You’ll likely need more to cover these expenses in future years. Making this number more problematic is it can be highly unpredictable. Assess what your needs will be and how best to mitigate your costs.
Consider some of the following to help lower costs:
- Buying long-term care insurance
- Maxing out your HSA
- Taking preventive steps now
Don’t forget to look at your life insurance coverage if you have family members who may need financial assistance upon your passing.
4. Know your spending needs.
Like the rest of life, retirement is about the lifestyle you want to keep. Having a budget for your spending is vital as you plan for retirement. You may think you don’t overspend and have no need for a budget as you approach retirement.
Not true. “Retirees often change their spending patterns dramatically and actually spend more in retirement than they did pre-retirement. The changes most often take place in travel and leisure spending,” says Johnson.
Key in this is knowing your goals for retirement. You may want to travel more. You may want to enjoy things you didn’t have a chance to experience during your working years.
A budget helps you honestly plan for those things.
Johnson recommends asking retired friends how they spend. “Near-retirees need to be honest about their budget, and one of the best ways is to talk to people who are retired about their spending patterns,” he says. Think of it as arming yourself with wisdom. The more you know about how you’ll spend, the better you can plan for it and enjoy what you want.

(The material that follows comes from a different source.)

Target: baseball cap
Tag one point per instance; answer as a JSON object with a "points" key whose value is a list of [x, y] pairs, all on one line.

5. Don’t wait on Social Security.
Many people approaching retirement want to know the best age to start taking Social Security benefits. The answer depends on several variables and varies for each person. You may want to speak with your advisor to determine how benefits will fit in with your overall plan and assets.
Keep in mind it’s best to apply up to four months before you want to start taking benefits. Here’s what you’ll need to apply for benefits. Applying that far out ensures you have everything in order and you can start receiving benefits in a timely manner.
Planning for retirement takes a lot of work. Don’t let it overwhelm you to the point of inaction. With a little planning and help from a licensed advisor, you can set yourself up for success and an enjoyable retirement.